Primeiramente, precisamos entender o conceito de socialização. Em suma, a socialização é o processo pelo qual aprendemos normas, regras e costumes de uma sociedade, de forma que consigamos nos conduzir em nossa convivência diária. Tal processo ocorre de formas diferentes para os diversos grupos que compõem a sociedade, e sua condução está intrinsecamente relacionada com o grupo do qual o indivíduo faz parte. Fatores como sexo, etnia, cor, classe social e nacionalidade exercem um papel crucial na forma como esses indivíduos serão socializados.
É importante ressaltar que a socialização é um pacto coletivo – ou seja, ela não acontece apenas a nível micro. Somos socializados pelos nossos pais, nossas famílias, nossos amigos, pela escola, e, claro, pela mídia. Todos os elementos e pessoas que nos cercam exercem a função de nos ensinar qual é o nosso lugar, quais papéis somos incubidos de exercer e como devemos agir para performá-los com maestria.
Quando analisamos produções midiáticas e de entretenimento – de filmes, séries e músicas, livros, programas de TV e até propagandas – percebemos como esses elementos vêm carregados das estruturas que reforçam tais papéis.
Em Supernatural, podemos ver com clareza a forma como a mídia, de forma sorrateira, busca moldar o pensamento de como deve ser a conduta de homens e mulheres.
Voltemos à frase inicial: “O primeiro selo será quebrado quando um homem justo derramar sangue no inferno.”
Na série, descobrimos que para abrir a porta de onde Lúcifer se encontra enjaulado é necessário quebrar 66 selos – que funcionam como “chaves” para a dita porta. Os demônios, determinados a libertarem seu mestre e dar início ao Apocalipse na Terra, desenvolvem uma trama complexa e bem elaborada para que consigam que o tal homem justo – que a princípio teria seu lugar no céu após a morte – seja levado ao inferno e lá corrompido. O homem em questão, à priori, seria John Winchester.
O retrato do homem justo
John é um homem comum, sem nenhuma qualidade particularmente excepcional. Serviu como fuzileiro na guerra do Vietnã e retornou aos EUA para trabalhar como mecânico. Conheceu Mary, com quem se casou e teve dois filhos. A vida de John é extremamente ordinária – e este é um fator importante: John é um personagem com quem é fácil se relacionar. Qualquer jovem adulto ou homem consegue se identificar com John Winchester, o homem de aparência e inteligência mediana que sustenta financeiramente sua família exercendo um trabalho comum. E por isso, John é lido enquanto um bom pai e um bom marido – um bom homem, um homem justo.

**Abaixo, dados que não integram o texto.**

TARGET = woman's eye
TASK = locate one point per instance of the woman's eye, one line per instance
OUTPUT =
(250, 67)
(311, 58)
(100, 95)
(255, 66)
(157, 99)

Após Mary ser morta por um demônio, ele se torna obcecado por vingança e assim entra na vida de caçador, na qual ele vive na estrada matando todos os tipos de monstros. A ocupação é vista como, de certa forma, nobre: “salvar pessoas”, é a justificativa por trás da escolha de abandonar duas crianças em motéis baratos pela estrada para que eles se criem sozinhos.
Dean e Sam, os dois filhos de John, tinham, respectivamente, 4 anos e 6 meses de idade quando Mary faleceu e John se tornou caçador. Os dois, desde cedo, tiveram acesso a armas de fogo e armas brancas, foram treinados para atacar, atirar e lutar. Em um diálogo com o irmão, Sam diz: “quando eu disse ao papai que eu tinha medo do monstro no meu armário, ele me deu uma arma. Eu tinha 7 anos, Dean.”
Sam e Dean passavam a maior parte do tempo sozinhos nos motéis de beira de estrada aguardando o retorno do pai. Dado o fato de que sua vida era na estrada, sua educação foi severamente comprometida, visto que sempre precisavam mudar de escola. Pelo mesmo motivo, nunca conseguiram ter amizades próximas ou duradouras. Ao irmão mais velho, Dean, foi jogada a tarefa de criar o irmão mais novo e ser amparo emocional do pai desde muito cedo.
No decorrer da série, nos deparamos com relatos dos irmãos e de outros caçadores sobre os comportamentos de John: um homem violento e obcecado por vingança; um pai ausente e negligente.
Este personagem, altamente relacionável, é, na história, o homem justo. O homem de bem. O bom homem. O que isso nos diz sobre a forma que estamos moldando o pensamento dos nossos meninos?
A mensagem passada reforça o pensamento de que a conduta violenta e negligente é parte crucial do que compõe ser um “bom homem”.
Para além disso, Dean, o filho mais velho, é reconhecido como “o bom filho”; obediente ao pai e leal àquilo que foi ensinado a ser – violento. Dean, além de ser viciado em pornografia e direcionar um tratamento extremamente misógino à mulheres, recusa-se a lidar com suas próprias emoçoes, recorrendo ao abuso de álcool, encontros com prostitutas e rompantes de raiva. Descobrimos na série que ele é o receptáculo ideal do arcanjo Miguel – o justo, o que vem para salvar a terra do terrível apocalipse.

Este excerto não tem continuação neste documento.